The MoE design means that while the model is enormous in total, each inference pass activates only about 4% of the total parameters. That’s what makes running a 975B model practically possible on reasonable hardware — you’re not paying the compute cost of 975B parameters on every token.

Architecture Highlights

Thinking Machines describes the architecture as DeepSeek-V3-inspired, with 256 expert layers plus 2 shared experts and top-k expert routing per token. This is a proven approach: DeepSeek’s MoE routing has demonstrated strong performance-per-FLOP characteristics, and Thinking Machines appears to have iterated on it with their own training innovations.

Controllable thinking effort is a standout design choice. Inkling lets users dial reasoning intensity up or down — more computation for complex tasks, faster responses for simpler ones. This is the kind of practical production feature that matters for real deployments. Running a model capable of deep reasoning at full capacity for every query is wasteful; being able to tune the effort level is valuable.

Native multimodality covers text, image, and audio — pretrained together on 45T multimodal tokens, not bolted on afterward. The distinction matters for grounding quality and cross-modal reasoning consistency.

The Agentic Coding Story

The Thinking Machines announcement puts heavy emphasis on agentic coding and tool use as a primary use case. Inkling is designed for long-horizon tasks: multi-step coding projects, one-shot web app generation with embedded browser use, and extended refinement loops for complex artifacts.

A preview of Inkling-Small ships alongside — 12B active parameters, lighter-weight, targeting deployment scenarios where you don’t want the full 41B active parameter inference overhead. This is a smart inclusion: production systems often need a fast, cheap model for triage and routing alongside a more capable one for heavy lifting.

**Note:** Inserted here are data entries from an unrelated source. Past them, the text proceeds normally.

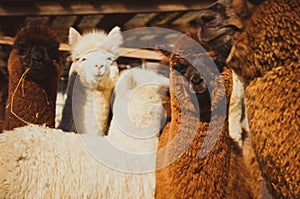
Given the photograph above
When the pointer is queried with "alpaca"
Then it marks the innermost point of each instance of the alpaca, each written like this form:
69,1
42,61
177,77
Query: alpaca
3,96
40,162
183,172
265,57
92,78
34,67
227,18
138,111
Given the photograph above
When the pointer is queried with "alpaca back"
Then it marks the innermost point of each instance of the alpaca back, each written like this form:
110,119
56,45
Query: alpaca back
265,59
216,175
138,114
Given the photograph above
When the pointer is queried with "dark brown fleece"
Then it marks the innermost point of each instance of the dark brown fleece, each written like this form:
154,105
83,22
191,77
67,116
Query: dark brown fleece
219,174
266,58
3,98
36,47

Why Apache 2.0 Matters So Much

The licensing choice is arguably as significant as the capability numbers. Apache 2.0 means:

  • Commercial use without royalties or restrictions
  • Derivative model creation allowed (fine-tuning, merging, distillation)
  • Redistribution allowed under the same license terms
  • No “non-commercial” carve-outs that would block enterprise deployment

For context: many recently released “open” models use custom licenses that prohibit commercial use above certain revenue thresholds, restrict certain applications, or require attribution that’s functionally impossible in deployed products. Apache 2.0 eliminates all of that complexity.

This is a genuine gift to the enterprise and self-hosted AI community. Organizations that have been waiting for a capable, fully-licensed open model have a serious option today.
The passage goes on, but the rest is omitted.